Google Sheets, Monday.com, Asana, Airtable

Choosing a tool to do a job it wasn’t built for

A.K.A: Journalism product management for small newsrooms

Earlier today I was pouring over an image search for walkers, zooming in on the way wheels and belts were attached to see which one might be 10% better for my son to use playing basketball when it hit me — I am constantly using tools in a way that they weren’t intended for in both my personal and professional life. This is a general theme when working on the product side of journalism, you rarely have the resources to build something from scratch and very few tools are built with journalism in mind.

With that in mind, I wanted to share my process for evaluating tools and mixing and matching them to put together for my RJI Fellowship project: the Community Sports Journalism Project.

Project mission statement

The Community Sports Journalism Project allows newsrooms with limited capacity to partner with community members to gather, publish and amplify stories on high school and community sporting events.

The idea for our project is to create a tool that will be able to text volunteer community members before a game to remind them to submit the scores and photos from the game. The message will include a link to a form that will allow them to enter the information and that will send it to become a WordPress story draft on the back end of our newsroom’s website.

Project requirements

Newsrooms are filled with smart and capable people. They are not always the most technically inclined however. For this reason we needed the tools we picked to be simple to set up and powerful enough to handle automatic text messaging with a large number of contacts.
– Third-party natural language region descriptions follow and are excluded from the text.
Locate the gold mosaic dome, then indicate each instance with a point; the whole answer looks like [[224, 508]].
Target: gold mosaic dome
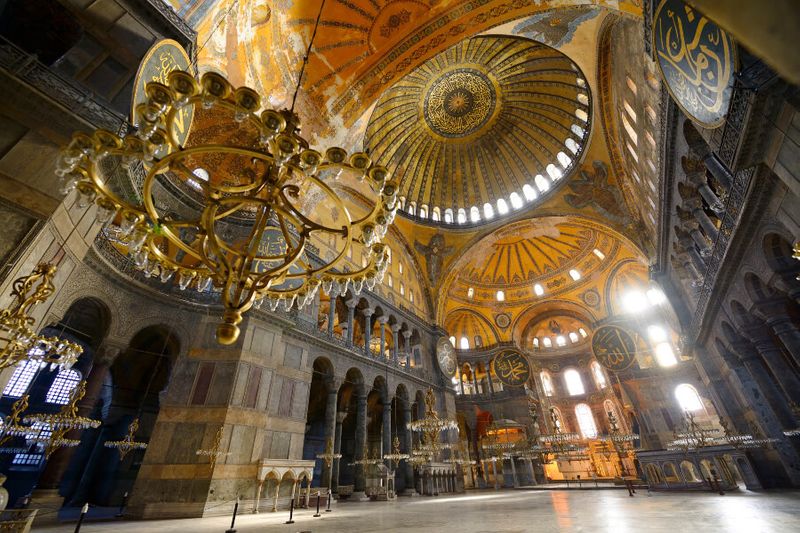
[[487, 127]]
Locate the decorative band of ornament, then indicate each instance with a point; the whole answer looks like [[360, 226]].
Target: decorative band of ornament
[[262, 191]]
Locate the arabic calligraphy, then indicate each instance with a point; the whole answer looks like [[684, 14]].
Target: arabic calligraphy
[[163, 57], [697, 60], [511, 368], [613, 347]]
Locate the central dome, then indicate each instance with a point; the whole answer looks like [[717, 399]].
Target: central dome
[[481, 130]]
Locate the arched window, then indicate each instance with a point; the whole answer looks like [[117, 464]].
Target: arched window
[[688, 399], [474, 214], [502, 206], [571, 145], [574, 382], [599, 377], [547, 383], [21, 379], [529, 192], [585, 421], [62, 387]]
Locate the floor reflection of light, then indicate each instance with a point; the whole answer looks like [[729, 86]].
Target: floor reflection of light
[[560, 501], [461, 499]]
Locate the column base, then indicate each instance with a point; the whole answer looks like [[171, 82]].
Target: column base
[[358, 496], [49, 502]]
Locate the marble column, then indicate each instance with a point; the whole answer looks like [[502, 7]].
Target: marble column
[[361, 441], [331, 315], [337, 447], [488, 364], [351, 310], [330, 430], [387, 429], [407, 346], [396, 340], [382, 321], [367, 328], [773, 357], [409, 469]]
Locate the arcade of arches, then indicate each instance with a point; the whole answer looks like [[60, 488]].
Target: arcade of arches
[[592, 274]]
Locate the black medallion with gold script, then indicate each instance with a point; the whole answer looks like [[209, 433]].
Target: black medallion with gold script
[[697, 59], [613, 347], [163, 57], [511, 368]]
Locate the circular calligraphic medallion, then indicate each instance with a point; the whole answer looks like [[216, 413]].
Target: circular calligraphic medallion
[[503, 320], [613, 347], [446, 357], [163, 57], [697, 60], [511, 368]]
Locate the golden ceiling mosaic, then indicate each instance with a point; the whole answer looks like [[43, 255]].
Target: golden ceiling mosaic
[[481, 129]]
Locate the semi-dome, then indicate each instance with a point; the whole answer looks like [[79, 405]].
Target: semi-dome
[[481, 130]]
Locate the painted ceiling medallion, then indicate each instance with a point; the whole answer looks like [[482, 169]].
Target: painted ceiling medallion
[[482, 129], [459, 103]]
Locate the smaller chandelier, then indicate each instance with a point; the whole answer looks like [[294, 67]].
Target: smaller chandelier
[[67, 418], [128, 443], [18, 340]]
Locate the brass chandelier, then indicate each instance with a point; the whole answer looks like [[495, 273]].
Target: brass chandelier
[[252, 200], [18, 338]]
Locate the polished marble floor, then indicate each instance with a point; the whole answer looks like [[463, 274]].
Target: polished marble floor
[[514, 511]]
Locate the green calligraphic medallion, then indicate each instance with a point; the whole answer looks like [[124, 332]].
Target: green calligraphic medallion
[[162, 58], [511, 368], [697, 60], [613, 347]]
Another major factor is cost. Newsrooms do not have extra money to spend, but if a project will increase audience engagement and create revenue streams, they might put a small amount of money towards it. For that reason I set the goal that we would spend less than $50 a month.

The main feature I looked for in this tool is to be able to automatically schedule SMS messaging before each contact’s team has a game. We can remind them of the game and provide a link to the form to submit the information.

Project hub tool trials

Contenders

Google Sheets

I love Google Sheets. A tool that has such an immense amount of capabilities and power under the hood. The main problem is that most of that power is under the hood and it takes some know-how to get it to work. 
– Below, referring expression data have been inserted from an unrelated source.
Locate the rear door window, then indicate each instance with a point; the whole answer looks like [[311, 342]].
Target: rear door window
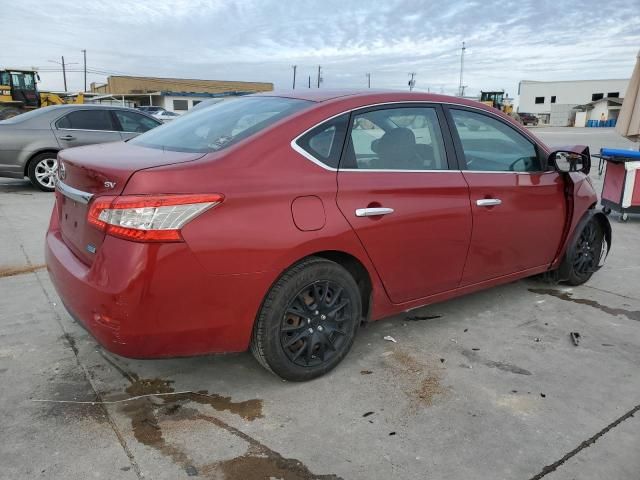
[[134, 122], [490, 145], [87, 120], [324, 142], [404, 138]]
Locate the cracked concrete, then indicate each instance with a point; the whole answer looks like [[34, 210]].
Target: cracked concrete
[[442, 405]]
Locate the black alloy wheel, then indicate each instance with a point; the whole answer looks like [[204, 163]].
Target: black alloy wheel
[[308, 320], [316, 323], [585, 254]]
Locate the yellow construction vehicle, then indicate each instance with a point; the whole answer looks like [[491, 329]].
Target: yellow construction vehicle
[[497, 99], [19, 93]]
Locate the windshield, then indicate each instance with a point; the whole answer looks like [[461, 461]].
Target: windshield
[[213, 128]]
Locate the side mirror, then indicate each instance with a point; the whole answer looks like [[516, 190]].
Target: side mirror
[[566, 161]]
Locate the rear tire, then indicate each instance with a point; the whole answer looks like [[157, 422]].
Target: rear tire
[[584, 254], [42, 171], [308, 320]]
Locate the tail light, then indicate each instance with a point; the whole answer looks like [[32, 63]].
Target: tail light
[[148, 218]]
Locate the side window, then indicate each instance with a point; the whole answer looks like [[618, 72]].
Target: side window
[[407, 138], [324, 142], [133, 122], [87, 120], [492, 146]]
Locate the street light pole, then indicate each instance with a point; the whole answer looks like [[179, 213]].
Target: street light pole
[[64, 70], [84, 52], [412, 82], [64, 74], [460, 86]]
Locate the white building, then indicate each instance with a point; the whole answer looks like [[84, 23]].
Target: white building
[[539, 97]]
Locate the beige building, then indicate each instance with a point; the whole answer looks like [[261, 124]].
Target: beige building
[[123, 85], [173, 94]]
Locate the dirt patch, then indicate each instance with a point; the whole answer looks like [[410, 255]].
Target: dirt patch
[[149, 414], [421, 383], [567, 296], [148, 386], [71, 342], [260, 462], [12, 271]]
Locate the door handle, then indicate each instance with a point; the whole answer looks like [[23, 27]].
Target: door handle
[[373, 212], [488, 202]]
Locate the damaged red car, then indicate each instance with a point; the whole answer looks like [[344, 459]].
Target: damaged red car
[[281, 222]]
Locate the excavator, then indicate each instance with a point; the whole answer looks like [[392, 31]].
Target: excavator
[[497, 99], [19, 93]]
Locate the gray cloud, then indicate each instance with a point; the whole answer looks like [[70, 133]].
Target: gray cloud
[[260, 40]]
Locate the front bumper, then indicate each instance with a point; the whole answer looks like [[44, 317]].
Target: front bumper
[[154, 300]]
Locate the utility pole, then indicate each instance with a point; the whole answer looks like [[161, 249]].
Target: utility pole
[[84, 52], [460, 86], [412, 82], [64, 74], [64, 70]]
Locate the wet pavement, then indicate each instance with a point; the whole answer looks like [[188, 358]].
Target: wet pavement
[[488, 386]]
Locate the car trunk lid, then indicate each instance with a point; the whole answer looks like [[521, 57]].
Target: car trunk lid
[[99, 170]]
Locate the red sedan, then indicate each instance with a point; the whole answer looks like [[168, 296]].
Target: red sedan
[[281, 222]]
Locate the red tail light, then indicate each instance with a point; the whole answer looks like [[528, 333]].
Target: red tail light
[[148, 218]]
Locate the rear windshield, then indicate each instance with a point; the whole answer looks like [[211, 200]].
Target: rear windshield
[[213, 128]]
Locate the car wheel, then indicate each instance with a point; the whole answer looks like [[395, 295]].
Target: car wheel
[[42, 171], [308, 320], [585, 254]]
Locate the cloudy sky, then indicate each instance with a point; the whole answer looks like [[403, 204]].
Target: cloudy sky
[[260, 39]]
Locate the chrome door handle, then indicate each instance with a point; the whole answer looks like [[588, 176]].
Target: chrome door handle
[[373, 212], [488, 202]]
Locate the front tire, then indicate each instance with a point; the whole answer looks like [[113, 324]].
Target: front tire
[[42, 171], [308, 321], [584, 255]]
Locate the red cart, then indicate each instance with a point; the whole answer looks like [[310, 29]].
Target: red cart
[[621, 189]]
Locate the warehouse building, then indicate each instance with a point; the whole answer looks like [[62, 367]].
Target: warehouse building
[[543, 98], [173, 94]]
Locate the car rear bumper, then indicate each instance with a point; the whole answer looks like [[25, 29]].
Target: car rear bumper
[[154, 300]]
In order to get SMS messaging to work the user would have to get in and edit some Google App Scripts which is a nonstarter for many newsrooms.

Asana

The first “No Code” tool that I tried out was Asana. It has SMS integration capabilities and is a tool that is familiar to a lot of newsrooms. The aspect of the tool that I found to be confusing is that it is generally a team productivity tool and that the atomic unit of work is a task. 

This is unhelpful in two ways. 

  1. This project revolves around games in a season and defining them with the label of tasks is unintuitive.
  2. Although you can hack together a way to SMS message outside contacts, Asana is built to make communication within a team easier so it focuses mostly on task updates and it isn’t easy to dynamically insert data such as the Home and Away team names into the text.

Monday.com

Monday is another popular tool that I have seen a few newsrooms use. It has a great CRM template that could easily handle all of our SMS communications with team contacts. The only issue is that the minimum price is $36 per month which quickly approached our $50 limit.

Airtable

Airtable is a tool that is quite regularly used in many newsrooms. One of the attractions to the tool is that the end use is not as defined as many of the other tools listed above. And one of the most powerful features of the tool is its ability to mimic a database in that you can define relationships between entities. 

In our case we created a “High School” type entity and defined its connection to contacts and the season schedule for each sport. It is also only $20 per month leaving us plenty of room in our $50 monthly budget.

In the end, Airtable’s feature set and powerful library of extensions won out over all of the rest of the tools.